Does anyone know where one could purchase feeder moths, possibly to start my own moth colony?

Our oldest mantis, locally found MI, is getting very slow. She loves, loves loves moths. They are hard to find now.

We have fruitflies and houseflies for our babies but she needs larger prey. Sent my husband to get a buffet, 1 each to see what she would take. She ate the cricket, the mealworm wasn't wiggly enough even on a toothpick as a puppet.

The dubia *sigh* she only ate if I held in tweezers. She flat out refused to touch him. She had a hold of him at one point so I slowly withdrew tweezers.

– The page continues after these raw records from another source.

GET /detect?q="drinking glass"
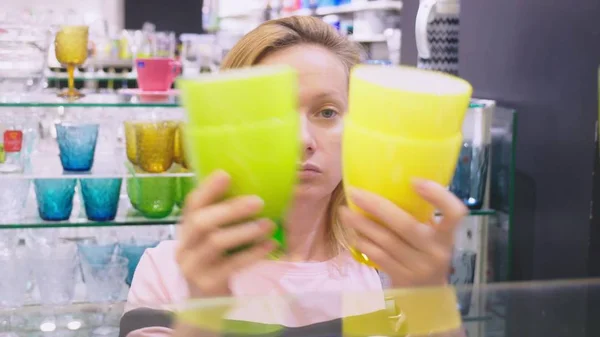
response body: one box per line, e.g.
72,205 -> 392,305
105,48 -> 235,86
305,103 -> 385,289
176,173 -> 196,208
343,65 -> 472,267
0,248 -> 30,337
78,242 -> 117,266
0,178 -> 30,224
34,179 -> 77,221
173,123 -> 185,166
80,178 -> 123,221
54,25 -> 89,100
128,173 -> 176,219
178,66 -> 300,253
31,242 -> 78,305
81,256 -> 128,303
124,121 -> 138,165
134,121 -> 178,173
55,123 -> 99,171
118,242 -> 159,286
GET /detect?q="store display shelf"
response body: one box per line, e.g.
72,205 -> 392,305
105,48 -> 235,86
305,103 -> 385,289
0,209 -> 495,230
0,208 -> 180,229
294,0 -> 403,16
46,72 -> 137,82
0,92 -> 179,108
0,154 -> 193,180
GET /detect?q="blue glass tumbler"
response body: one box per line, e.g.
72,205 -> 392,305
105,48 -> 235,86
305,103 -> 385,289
34,179 -> 77,221
118,242 -> 159,286
80,178 -> 123,221
55,123 -> 99,171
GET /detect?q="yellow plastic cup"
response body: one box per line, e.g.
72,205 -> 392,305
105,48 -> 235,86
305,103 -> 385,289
344,66 -> 472,267
177,66 -> 301,253
348,65 -> 472,139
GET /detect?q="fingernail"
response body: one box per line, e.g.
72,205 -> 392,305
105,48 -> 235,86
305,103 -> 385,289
257,219 -> 273,230
247,195 -> 265,207
412,178 -> 431,193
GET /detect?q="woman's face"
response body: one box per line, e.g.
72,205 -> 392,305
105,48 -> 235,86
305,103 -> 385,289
259,44 -> 348,201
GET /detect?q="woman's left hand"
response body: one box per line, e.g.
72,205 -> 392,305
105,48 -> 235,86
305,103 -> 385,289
340,179 -> 467,288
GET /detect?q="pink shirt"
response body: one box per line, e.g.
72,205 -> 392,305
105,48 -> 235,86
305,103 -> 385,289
125,240 -> 385,335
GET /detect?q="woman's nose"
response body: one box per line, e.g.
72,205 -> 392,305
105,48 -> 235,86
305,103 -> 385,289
300,115 -> 316,154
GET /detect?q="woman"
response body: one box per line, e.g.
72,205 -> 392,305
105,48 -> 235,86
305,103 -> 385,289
124,15 -> 467,336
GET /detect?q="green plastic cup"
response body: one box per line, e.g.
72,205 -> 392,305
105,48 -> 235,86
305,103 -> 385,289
177,66 -> 300,253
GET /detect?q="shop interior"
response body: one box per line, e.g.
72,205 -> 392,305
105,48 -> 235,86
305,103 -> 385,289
1,0 -> 600,336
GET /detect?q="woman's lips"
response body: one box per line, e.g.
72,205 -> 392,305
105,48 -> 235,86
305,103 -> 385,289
298,163 -> 321,179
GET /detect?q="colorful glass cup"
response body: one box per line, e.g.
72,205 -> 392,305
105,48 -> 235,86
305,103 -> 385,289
176,173 -> 196,208
173,123 -> 186,166
55,123 -> 99,171
134,121 -> 177,173
127,166 -> 176,219
81,256 -> 128,303
343,65 -> 472,267
0,178 -> 30,223
118,242 -> 159,286
80,178 -> 123,221
124,121 -> 138,165
34,178 -> 77,221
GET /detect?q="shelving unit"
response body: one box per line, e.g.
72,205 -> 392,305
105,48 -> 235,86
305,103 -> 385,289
0,93 -> 515,337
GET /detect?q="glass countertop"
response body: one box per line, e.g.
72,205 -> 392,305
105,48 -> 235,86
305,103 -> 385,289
2,279 -> 600,337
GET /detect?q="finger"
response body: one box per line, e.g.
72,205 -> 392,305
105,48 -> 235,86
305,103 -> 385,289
177,219 -> 274,272
347,188 -> 432,248
340,207 -> 426,263
353,235 -> 412,279
205,219 -> 275,256
412,179 -> 467,233
180,195 -> 264,247
218,240 -> 276,275
183,170 -> 231,215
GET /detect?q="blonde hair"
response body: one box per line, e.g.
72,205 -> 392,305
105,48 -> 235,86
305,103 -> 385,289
221,16 -> 363,257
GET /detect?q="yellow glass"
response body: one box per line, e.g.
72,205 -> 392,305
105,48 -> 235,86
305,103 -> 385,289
124,121 -> 137,165
344,65 -> 472,267
174,123 -> 185,166
134,121 -> 178,173
55,25 -> 89,100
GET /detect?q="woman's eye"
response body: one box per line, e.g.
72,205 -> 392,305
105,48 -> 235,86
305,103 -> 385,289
319,109 -> 338,119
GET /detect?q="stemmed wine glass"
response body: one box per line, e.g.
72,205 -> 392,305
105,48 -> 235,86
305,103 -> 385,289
54,25 -> 89,100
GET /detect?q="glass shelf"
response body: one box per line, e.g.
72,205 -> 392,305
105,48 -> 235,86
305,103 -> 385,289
0,198 -> 181,229
0,92 -> 179,108
0,153 -> 193,179
2,280 -> 591,337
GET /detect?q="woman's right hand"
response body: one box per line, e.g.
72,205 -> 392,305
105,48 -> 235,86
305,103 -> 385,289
175,170 -> 277,298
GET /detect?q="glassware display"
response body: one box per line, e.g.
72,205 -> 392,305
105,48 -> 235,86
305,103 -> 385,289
80,178 -> 123,221
34,178 -> 77,221
176,173 -> 196,208
55,123 -> 100,171
54,25 -> 89,100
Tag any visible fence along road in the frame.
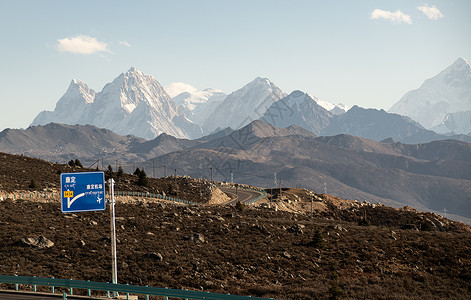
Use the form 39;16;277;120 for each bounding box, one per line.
0;290;101;299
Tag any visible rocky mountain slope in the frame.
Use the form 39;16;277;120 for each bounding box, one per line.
432;110;471;135
0;123;197;165
2;120;471;221
147;121;471;222
321;106;436;142
389;58;471;129
0;153;470;299
261;90;332;135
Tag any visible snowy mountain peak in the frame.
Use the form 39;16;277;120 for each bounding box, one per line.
172;87;227;125
451;57;470;69
31;68;203;140
165;82;198;98
97;67;171;115
61;79;96;106
203;77;286;131
245;77;276;90
389;58;471;129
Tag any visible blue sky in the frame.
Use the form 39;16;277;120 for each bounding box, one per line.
0;0;470;131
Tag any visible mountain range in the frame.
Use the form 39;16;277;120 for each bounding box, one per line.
1;120;471;223
30;58;471;141
30;69;348;140
32;68;202;140
3;57;471;222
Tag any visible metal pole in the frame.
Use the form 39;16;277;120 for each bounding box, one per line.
109;179;118;297
279;179;282;198
311;195;313;217
210;167;213;191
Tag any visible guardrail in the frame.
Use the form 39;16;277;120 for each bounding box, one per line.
1;191;196;206
0;275;273;300
2;185;266;207
110;191;198;206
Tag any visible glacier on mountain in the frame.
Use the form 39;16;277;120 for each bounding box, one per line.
172;88;227;126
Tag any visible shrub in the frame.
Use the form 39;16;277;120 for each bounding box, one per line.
358;216;370;226
74;159;83;168
328;282;343;300
308;229;326;249
137;169;149;187
419;221;433;231
28;179;37;189
235;201;245;212
105;165;114;180
117;166;124;178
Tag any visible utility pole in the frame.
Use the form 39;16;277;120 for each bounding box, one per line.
108;178;118;297
210;167;213;191
279;178;282;198
324;182;327;194
174;168;177;197
311;194;313;217
230;172;233;184
274;173;277;193
153;160;155;178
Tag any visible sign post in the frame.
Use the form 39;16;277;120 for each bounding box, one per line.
109;178;118;297
61;172;118;296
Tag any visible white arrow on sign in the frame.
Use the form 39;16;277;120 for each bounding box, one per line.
67;192;85;208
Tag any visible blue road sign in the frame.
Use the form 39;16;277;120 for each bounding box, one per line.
61;172;106;213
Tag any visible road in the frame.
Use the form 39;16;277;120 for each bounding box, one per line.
0;290;102;299
219;187;264;205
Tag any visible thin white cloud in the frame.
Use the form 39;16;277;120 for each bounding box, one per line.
119;40;131;47
417;4;444;20
57;35;110;54
370;9;412;24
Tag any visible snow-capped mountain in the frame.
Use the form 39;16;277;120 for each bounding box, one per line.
31;68;201;140
172;88;227;125
315;99;348;115
33;79;96;126
389;58;471;129
203;77;286;131
164;82;198;98
432;110;471;135
260;90;332;135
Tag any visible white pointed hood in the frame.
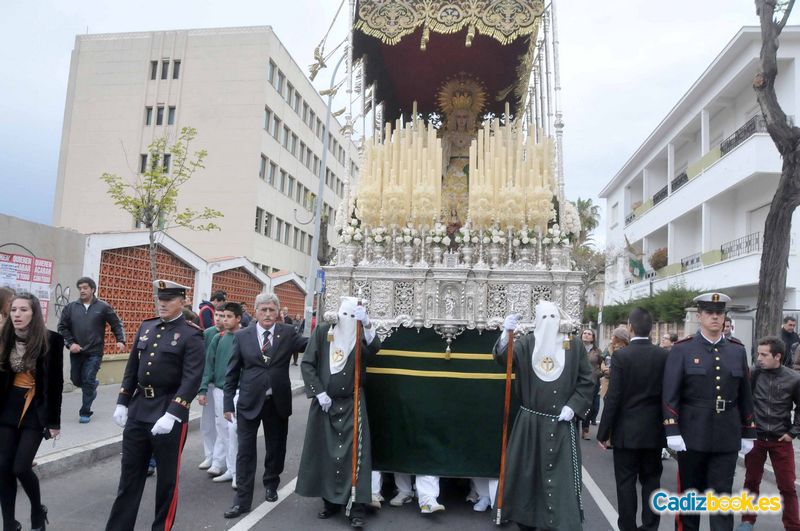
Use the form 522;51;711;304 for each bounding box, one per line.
329;296;359;375
531;300;566;382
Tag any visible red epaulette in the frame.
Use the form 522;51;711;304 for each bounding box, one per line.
187;321;202;331
674;335;693;344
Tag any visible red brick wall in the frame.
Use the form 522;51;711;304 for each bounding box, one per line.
211;267;264;307
98;246;195;356
273;281;305;320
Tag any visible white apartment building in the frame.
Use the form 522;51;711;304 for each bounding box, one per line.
600;26;800;349
53;26;358;281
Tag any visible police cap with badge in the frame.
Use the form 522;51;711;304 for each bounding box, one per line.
694;292;731;312
154;279;189;300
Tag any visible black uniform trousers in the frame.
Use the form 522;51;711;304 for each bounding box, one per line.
613;448;663;531
234;396;288;509
676;450;738;531
106;419;189;531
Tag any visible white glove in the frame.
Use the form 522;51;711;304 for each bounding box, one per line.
741;438;755;455
503;314;520;332
557;405;574;422
316;392;332;413
354;305;370;327
151;413;180;435
112;405;128;428
666;435;687;452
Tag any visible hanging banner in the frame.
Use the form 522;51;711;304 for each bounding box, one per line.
0;252;54;320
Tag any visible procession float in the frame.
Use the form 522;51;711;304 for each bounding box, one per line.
320;0;583;480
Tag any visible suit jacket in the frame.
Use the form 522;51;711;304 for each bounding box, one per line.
0;330;64;430
597;338;668;449
224;322;308;420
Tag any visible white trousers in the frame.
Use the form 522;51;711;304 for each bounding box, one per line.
371;471;382;496
201;384;217;459
225;390;239;475
470;477;498;507
394;474;440;507
210;387;231;470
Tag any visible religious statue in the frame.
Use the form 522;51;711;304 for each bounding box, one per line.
437;74;486;236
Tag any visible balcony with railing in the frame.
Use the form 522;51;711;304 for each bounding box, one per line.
720;231;761;261
680;252;702;272
653;185;668;205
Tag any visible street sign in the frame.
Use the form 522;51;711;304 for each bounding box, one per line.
317;269;326;293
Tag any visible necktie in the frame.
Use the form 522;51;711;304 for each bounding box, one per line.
262;330;271;354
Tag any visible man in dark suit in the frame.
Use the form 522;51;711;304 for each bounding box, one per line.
598;307;668;531
222;292;308;518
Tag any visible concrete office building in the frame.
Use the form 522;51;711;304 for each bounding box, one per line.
53;26;358;282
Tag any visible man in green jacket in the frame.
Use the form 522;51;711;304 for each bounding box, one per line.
198;302;242;484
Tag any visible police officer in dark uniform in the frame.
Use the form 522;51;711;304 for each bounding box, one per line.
662;292;756;531
106;280;205;531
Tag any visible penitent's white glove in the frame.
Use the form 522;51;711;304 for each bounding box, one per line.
112;405;128;428
151;413;180;436
316;392;333;413
741;438;755;455
666;435;687;452
503;314;520;332
557;405;575;422
354;305;370;327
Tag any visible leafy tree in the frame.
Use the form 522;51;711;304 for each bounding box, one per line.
601;286;701;327
575;197;601;246
101;127;222;306
753;0;800;339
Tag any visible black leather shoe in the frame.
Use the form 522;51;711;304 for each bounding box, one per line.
265;488;278;502
224;505;251;518
317;508;340;519
350;516;365;528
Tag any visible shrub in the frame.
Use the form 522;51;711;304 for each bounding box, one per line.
649;247;668;270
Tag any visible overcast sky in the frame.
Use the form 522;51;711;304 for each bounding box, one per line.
0;1;795;233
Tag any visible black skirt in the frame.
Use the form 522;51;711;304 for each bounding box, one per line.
0;385;43;430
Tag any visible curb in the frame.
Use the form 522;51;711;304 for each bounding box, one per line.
35;383;307;480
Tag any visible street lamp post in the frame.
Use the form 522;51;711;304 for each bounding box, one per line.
304;53;347;337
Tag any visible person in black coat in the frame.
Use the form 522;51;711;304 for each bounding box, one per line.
597;307;668;531
0;292;63;531
222;292;308;518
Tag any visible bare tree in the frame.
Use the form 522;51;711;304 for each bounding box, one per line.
753;0;799;339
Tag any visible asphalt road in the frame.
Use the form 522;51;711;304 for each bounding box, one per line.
14;392;788;530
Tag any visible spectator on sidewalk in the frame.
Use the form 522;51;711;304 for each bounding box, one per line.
737;336;800;531
57;277;125;423
659;333;678;351
0;293;63;531
781;316;799;367
198;302;243;486
281;308;293;325
198;291;226;330
240;302;252;328
723;316;740;343
197;308;224;472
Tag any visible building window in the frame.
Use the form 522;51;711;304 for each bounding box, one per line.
259;155;267;179
167;106;176;125
296;183;303;204
275;219;284;241
276;71;285;94
300;232;306;250
307;236;313;255
156;106;164;126
172;60;181;79
162;154;171;173
306;148;312;169
316;119;323;139
286;83;294;104
287;176;295;196
139;154;148;173
145;106;153;125
150;61;158;80
313;156;319;175
309;110;316;130
302;102;309;123
293;227;300;249
299;141;306;162
282;125;290;149
284;222;291;244
272;117;281;140
264;212;272;237
264;106;272;130
279;170;287;193
610;202;619;227
255;207;264;233
293;93;301;114
290;134;298;157
268;162;277;185
161;60;169;80
268;60;276;85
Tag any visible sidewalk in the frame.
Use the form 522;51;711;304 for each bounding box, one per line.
35;362;307;480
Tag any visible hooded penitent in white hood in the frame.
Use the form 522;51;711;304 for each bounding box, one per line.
329;296;359;375
531;300;566;382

She did a dramatic squirrel look at me then dropped him on the bottom of her mesh feeder cage. (If you're wondering, we've found it easier to keep her cage clean and to make sure she actually has eaten in an empty mesh triangle enclosure)

She then literally reached straight out like, "nope you get it..." so sat and held in tweezers FOR EV OR lol

As for the 'superworm' ummm intimidating much? It's like something from Tremors, if you're old enough to relate. The thing ate through the container while my husband was at work. He had to walk around asking his employees, "Say have you happened to see a monster worm around anywhere???"

Found him, repackaged him in tougher material but ehhh... She is getting old and moving slower. Even if I cut him up a bit he might hurt her :S

So back to crickets... Hate them, they smell. Personal opinion warning: They are complete trash food unless you load up with human made product first.

But she will take them so we get them occasionally. "Hello yes can I have 2 large crickets please for curbside pickup?"

Back to original reason for posting as I digress...

Where can we buy moths, moth pupae/cocoons? Not looked much into moths yet so forgive the lack of proper terminology?

Thanks!

- Overprotective Hive Mother


----------



## hibiscusmile (Oct 17, 2020)

I raise my own wax worms, I let them pupae and turn into moths, I wil send you about 25 worms for free, just pay 7.75 for flat rate shipping.

They are videos on facebook showing them. https://www.facebook.com/re.salutric/videos/picfp.100000809061394/3267604459943157/?type=3&amp;theater


----------



## Celayna (Oct 18, 2020)

Oh all I need is waxworms?! Can easily obtain here locally but thank you for the offer!

Any advice on getting to pupate, housing, feeding the feeders or anything else greatly appreciated!

-Overprotective Hive Mother


----------